I have always been a very light sleeper, and it must only be a short time later when I am woken by the turning of a key in the door. My first thought is that I will kill him myself. As there is only one key to my room and it is currently under my pillow, it can only be Cato, using his skeleton key that opens any lock, which he has had since before he came to the Training Centre just before his twelfth birthday, a remnant of his childhood spent living as a thief on the dangerous streets the poor side of District 2's main town.
It says a lot, both about the feebleness of the lock on the door and about my lover's lock-picking skills, which clearly haven't diminished over time, when seconds later the door clicks open and then shut again shortly after. He doesn't say a word, but I hear his footsteps, that are surprisingly light for a man of his size and stature, as he crosses the short distance to the bed and lies down beside me, pulling me against him like he has done so many times before. Despite my days of protesting and telling him to stay away and concentrate on the Games, any attempts that I make to pull away seem half-hearted even to me, for once my head losing it's constant battle with my heart.
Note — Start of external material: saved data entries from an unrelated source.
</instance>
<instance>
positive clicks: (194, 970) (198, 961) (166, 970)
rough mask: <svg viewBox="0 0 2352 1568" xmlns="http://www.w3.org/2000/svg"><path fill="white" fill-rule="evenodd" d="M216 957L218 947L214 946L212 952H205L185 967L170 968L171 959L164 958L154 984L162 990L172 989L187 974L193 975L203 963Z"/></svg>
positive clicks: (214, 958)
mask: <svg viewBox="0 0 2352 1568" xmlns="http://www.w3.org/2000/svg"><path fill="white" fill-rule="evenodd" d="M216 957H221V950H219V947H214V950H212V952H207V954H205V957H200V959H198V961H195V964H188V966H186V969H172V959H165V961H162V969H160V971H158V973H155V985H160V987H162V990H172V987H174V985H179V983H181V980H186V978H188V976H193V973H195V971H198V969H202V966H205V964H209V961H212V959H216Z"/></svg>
I reach out to turn the lamp off and he pulls me even closer, recognising the hidden meaning behind my action as he always does, allowing me to demonstrate through actions and symbolism what I will never be able to express in words.
I lie there in the darkness, listening to the steady rhythm of his heartbeat until the silence becomes unbearable and I simply have to speak.
"Were you discussing strategy already? You're not even in the Capitol yet."
"I thought you were asleep"
"I don't think I will be able to sleep until they put that crown on your head," I reply, speaking without thinking just like I feared I would, so I swiftly change the subject. "Do you even have a strategy?"
I can feel his lips curl up into a smile against the back of my neck as he laughs at my question before answering.
"Do I need a strategy? I just go into the arena and kill the other tributes, surely you understand the concept of the Games by now."
I sit up and hit him but he just pulls me back down, holding onto me as if I am liable to disappear into thin air if his grip slackens even slightly. Neither of us speak again and when I wake up in the morning he has gone, vanished without a trace.
I am beginning to think that I totally imagined his presence, that for once I had been granted a pleasant dream instead of a nightmare, when I sit up and notice the blood red tunic covering the bottom of the narrow bed. Now I know that I wasn't dreaming, because he always tells me to wear red.